Google Is Using Light Beam Tech To Connect Rural India To the Internet (techcrunch.com)
Google is preparing to use light beams to bring rural areas of the planet online after it announced to a planned rollout in India. From a report: The firm is working with a telecom operator in Indian state Andhra Pradesh, home to over 50 million people, to use Free Space Optical Communications (FSOC), a technology that uses beams of light to deliver high-speed, high-capacity connectivity over long distances. Now partner AP State FiberNet will introduce 2,000 FSOC links starting from January to add additional support to its network backbone in the state. The Google project is aimed at "critical gaps to major access points, like cell-towers and WiFi hotspots, that support thousands of people," Google said. The initiative ties into a government initiative to connect 12 million households to the internet by 2019, the U.S. firm added.
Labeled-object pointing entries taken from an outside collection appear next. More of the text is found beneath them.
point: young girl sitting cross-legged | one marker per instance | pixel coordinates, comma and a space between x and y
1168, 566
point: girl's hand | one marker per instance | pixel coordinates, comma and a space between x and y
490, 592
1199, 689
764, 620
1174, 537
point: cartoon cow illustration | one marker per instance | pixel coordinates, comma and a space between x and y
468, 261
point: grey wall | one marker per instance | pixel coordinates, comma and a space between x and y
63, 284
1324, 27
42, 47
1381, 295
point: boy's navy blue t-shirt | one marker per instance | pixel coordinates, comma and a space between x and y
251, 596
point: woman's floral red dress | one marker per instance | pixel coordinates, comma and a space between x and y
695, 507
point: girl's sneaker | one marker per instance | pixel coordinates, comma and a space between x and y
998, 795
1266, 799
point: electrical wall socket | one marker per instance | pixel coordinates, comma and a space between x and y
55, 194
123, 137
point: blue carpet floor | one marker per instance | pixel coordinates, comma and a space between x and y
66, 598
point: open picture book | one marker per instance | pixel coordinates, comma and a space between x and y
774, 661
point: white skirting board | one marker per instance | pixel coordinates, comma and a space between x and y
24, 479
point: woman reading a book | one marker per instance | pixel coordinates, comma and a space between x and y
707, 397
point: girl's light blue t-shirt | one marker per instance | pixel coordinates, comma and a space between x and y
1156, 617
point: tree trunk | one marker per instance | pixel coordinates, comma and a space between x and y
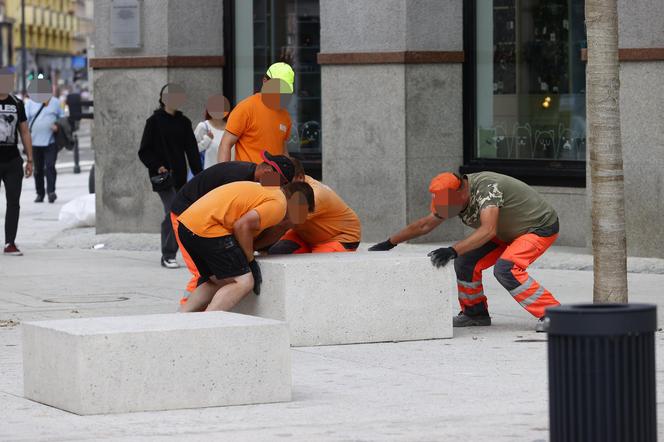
604, 142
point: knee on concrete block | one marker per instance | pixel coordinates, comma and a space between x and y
463, 267
503, 273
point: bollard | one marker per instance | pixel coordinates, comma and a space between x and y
602, 372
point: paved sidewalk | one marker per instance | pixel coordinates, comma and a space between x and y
485, 384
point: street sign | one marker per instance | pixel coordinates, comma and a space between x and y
126, 24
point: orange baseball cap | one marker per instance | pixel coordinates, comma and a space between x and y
444, 181
439, 186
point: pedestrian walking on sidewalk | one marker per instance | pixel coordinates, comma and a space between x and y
43, 111
513, 226
210, 131
261, 122
12, 122
167, 145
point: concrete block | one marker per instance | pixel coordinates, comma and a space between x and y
348, 298
156, 362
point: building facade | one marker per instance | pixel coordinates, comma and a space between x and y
391, 92
57, 33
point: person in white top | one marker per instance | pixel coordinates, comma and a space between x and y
209, 132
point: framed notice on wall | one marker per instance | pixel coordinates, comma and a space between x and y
126, 24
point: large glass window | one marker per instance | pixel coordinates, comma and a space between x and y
269, 31
529, 84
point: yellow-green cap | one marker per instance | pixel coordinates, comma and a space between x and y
282, 71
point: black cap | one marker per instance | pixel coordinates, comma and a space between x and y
281, 163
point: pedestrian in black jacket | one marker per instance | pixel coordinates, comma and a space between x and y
167, 138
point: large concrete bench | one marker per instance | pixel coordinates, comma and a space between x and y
156, 362
346, 298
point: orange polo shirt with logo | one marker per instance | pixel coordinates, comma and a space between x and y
258, 128
214, 214
332, 219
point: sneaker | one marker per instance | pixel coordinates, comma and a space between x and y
12, 250
464, 320
169, 263
542, 325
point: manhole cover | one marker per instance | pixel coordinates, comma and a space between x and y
85, 299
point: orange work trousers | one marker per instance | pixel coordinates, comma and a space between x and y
193, 282
304, 247
510, 262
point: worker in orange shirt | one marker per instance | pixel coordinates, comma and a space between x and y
261, 122
332, 227
218, 232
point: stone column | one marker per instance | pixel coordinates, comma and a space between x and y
641, 108
392, 106
182, 43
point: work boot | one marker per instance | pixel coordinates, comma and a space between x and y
542, 325
12, 250
169, 263
464, 320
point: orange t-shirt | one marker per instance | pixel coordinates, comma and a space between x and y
258, 128
214, 214
332, 219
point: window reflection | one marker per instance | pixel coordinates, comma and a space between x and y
530, 80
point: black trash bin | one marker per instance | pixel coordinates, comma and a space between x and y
602, 372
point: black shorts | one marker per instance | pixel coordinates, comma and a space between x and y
221, 257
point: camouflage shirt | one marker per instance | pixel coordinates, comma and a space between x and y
522, 209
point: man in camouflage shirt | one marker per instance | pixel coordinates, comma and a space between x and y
513, 227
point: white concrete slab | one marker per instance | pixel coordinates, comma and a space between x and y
156, 362
348, 298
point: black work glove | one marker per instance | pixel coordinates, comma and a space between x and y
440, 257
382, 246
258, 278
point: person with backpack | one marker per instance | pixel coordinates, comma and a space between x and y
43, 112
167, 145
12, 122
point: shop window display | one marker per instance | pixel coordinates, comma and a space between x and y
530, 80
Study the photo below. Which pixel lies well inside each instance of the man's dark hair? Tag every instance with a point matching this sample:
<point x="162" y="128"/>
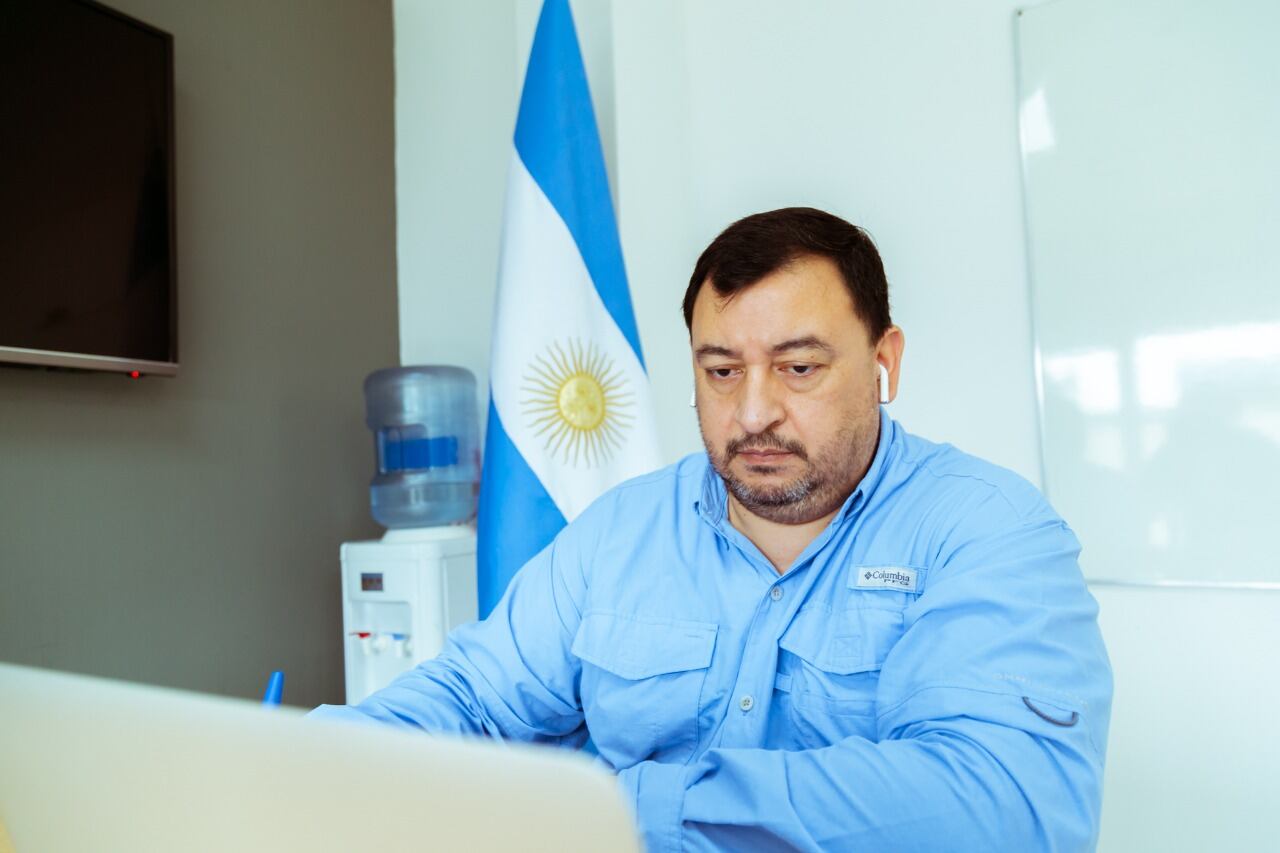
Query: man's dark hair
<point x="763" y="243"/>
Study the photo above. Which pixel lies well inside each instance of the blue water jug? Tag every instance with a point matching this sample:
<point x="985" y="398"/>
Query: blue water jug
<point x="424" y="423"/>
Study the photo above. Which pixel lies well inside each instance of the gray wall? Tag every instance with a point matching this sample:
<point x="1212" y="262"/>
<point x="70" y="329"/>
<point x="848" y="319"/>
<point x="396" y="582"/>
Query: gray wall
<point x="186" y="530"/>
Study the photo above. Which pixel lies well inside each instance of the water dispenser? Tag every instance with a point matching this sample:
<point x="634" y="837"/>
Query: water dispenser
<point x="401" y="594"/>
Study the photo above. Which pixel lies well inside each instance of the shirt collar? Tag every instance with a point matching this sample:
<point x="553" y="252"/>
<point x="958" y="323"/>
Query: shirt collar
<point x="712" y="503"/>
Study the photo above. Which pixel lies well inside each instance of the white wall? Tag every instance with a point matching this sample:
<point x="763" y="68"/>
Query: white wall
<point x="900" y="117"/>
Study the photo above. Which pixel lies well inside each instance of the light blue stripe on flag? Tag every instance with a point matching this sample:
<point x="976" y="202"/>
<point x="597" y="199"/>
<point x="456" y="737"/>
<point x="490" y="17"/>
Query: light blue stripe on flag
<point x="506" y="547"/>
<point x="557" y="138"/>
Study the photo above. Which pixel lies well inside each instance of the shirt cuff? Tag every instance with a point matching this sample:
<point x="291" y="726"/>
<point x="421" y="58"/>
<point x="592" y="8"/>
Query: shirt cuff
<point x="657" y="793"/>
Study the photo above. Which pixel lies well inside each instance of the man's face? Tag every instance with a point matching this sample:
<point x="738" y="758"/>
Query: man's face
<point x="787" y="396"/>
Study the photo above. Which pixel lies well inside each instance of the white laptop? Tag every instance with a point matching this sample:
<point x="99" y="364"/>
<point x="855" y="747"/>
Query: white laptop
<point x="95" y="765"/>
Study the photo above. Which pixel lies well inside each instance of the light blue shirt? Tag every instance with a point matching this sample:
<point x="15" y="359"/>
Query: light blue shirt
<point x="927" y="676"/>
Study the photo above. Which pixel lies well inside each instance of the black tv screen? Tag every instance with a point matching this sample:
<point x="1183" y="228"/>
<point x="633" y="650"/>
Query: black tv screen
<point x="87" y="258"/>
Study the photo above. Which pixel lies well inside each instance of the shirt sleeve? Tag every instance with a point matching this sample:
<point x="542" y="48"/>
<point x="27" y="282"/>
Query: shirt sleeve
<point x="991" y="717"/>
<point x="510" y="676"/>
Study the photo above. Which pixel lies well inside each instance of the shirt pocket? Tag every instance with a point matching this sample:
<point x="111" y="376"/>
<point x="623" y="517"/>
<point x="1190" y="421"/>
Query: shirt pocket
<point x="828" y="670"/>
<point x="641" y="683"/>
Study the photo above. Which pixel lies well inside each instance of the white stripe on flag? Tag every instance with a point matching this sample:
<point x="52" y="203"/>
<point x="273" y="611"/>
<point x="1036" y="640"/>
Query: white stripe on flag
<point x="547" y="300"/>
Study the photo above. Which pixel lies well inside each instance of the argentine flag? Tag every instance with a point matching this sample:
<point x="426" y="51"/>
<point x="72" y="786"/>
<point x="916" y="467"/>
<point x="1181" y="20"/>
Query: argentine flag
<point x="570" y="409"/>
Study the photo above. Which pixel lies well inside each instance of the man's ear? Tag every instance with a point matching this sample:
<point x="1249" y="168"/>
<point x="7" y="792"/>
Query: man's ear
<point x="888" y="357"/>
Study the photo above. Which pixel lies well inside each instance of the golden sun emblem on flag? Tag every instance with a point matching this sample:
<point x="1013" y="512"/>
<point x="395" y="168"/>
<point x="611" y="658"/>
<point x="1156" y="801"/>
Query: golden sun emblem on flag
<point x="577" y="402"/>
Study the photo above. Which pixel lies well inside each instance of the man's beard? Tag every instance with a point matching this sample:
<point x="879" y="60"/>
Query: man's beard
<point x="817" y="492"/>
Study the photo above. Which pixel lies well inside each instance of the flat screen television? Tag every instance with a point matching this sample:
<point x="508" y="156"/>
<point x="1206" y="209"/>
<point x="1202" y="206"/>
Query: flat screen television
<point x="87" y="254"/>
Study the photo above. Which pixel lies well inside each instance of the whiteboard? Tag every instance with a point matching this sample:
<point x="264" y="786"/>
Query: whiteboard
<point x="1151" y="156"/>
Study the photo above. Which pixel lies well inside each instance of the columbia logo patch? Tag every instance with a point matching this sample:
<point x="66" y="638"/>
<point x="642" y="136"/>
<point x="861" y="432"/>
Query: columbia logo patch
<point x="886" y="578"/>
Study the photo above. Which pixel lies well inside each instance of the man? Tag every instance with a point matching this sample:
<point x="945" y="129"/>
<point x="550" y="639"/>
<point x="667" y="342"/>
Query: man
<point x="824" y="633"/>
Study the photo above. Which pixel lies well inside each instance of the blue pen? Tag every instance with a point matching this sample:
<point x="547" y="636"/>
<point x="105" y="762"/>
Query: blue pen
<point x="274" y="689"/>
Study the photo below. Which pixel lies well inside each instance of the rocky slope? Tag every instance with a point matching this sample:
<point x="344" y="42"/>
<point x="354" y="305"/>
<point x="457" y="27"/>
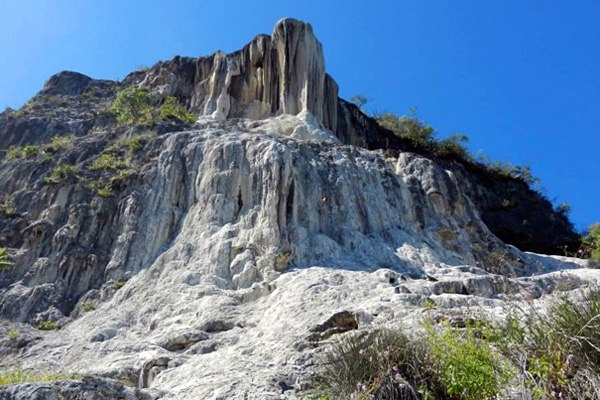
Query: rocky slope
<point x="215" y="260"/>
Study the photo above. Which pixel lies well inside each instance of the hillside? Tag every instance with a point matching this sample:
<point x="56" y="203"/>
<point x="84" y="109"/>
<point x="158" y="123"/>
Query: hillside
<point x="216" y="257"/>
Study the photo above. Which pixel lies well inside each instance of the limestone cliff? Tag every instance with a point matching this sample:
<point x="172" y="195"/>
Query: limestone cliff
<point x="208" y="260"/>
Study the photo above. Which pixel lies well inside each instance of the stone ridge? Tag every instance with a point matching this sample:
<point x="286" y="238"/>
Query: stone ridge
<point x="279" y="74"/>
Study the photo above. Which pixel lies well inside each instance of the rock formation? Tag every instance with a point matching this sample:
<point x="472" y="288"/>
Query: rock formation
<point x="214" y="260"/>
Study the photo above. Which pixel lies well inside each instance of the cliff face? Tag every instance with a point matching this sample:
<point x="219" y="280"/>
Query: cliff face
<point x="203" y="260"/>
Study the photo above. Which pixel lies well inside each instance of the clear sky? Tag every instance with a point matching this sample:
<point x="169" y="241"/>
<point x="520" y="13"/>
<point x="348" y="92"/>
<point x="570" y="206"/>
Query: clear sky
<point x="520" y="78"/>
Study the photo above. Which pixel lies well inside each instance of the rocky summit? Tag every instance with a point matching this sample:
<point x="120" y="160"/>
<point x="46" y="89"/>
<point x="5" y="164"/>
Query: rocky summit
<point x="220" y="256"/>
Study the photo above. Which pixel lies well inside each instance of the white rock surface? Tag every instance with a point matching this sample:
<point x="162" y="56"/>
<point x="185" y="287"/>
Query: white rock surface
<point x="250" y="236"/>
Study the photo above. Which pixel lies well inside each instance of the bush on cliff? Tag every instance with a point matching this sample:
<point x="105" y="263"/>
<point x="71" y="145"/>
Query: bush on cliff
<point x="134" y="105"/>
<point x="555" y="355"/>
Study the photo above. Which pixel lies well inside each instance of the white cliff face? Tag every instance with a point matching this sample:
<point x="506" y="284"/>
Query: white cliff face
<point x="244" y="239"/>
<point x="279" y="74"/>
<point x="246" y="244"/>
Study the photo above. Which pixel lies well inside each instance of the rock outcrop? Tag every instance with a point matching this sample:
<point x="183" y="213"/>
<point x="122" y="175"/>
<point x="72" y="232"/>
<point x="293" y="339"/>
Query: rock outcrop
<point x="272" y="75"/>
<point x="214" y="260"/>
Two big high tech flashlights :), looks like limited distance and fog is a problem. FSOC
I read the article. It was short on technical specifics. So I looked it up on wikipedia. Free Space Optical Communications (FSOC).
So what makes them choose this as a better choice than older proven line-of-sight technologies like Microwave radio relay. Microwave formed the backbone of AT&T and MCI long-lines and had enough umph to carry live video. Does the light relay system really have that much more bandwidth than microwave? FSOC looks inferior to me. Shorter distance (a few hundred meters vs hundreds of kilometers for mw and more attenuation with weather (fog, rain).
Iknowrite?! Can you believe those greedy assholes are going out of their way to innovate and try to bring internet (and all the knowledge and human connection that entails) to a part of the world that lives in abject poverty? What real stinkers they must be! Screw you, Google, and take your kindness and innovation and everything else and just shove it!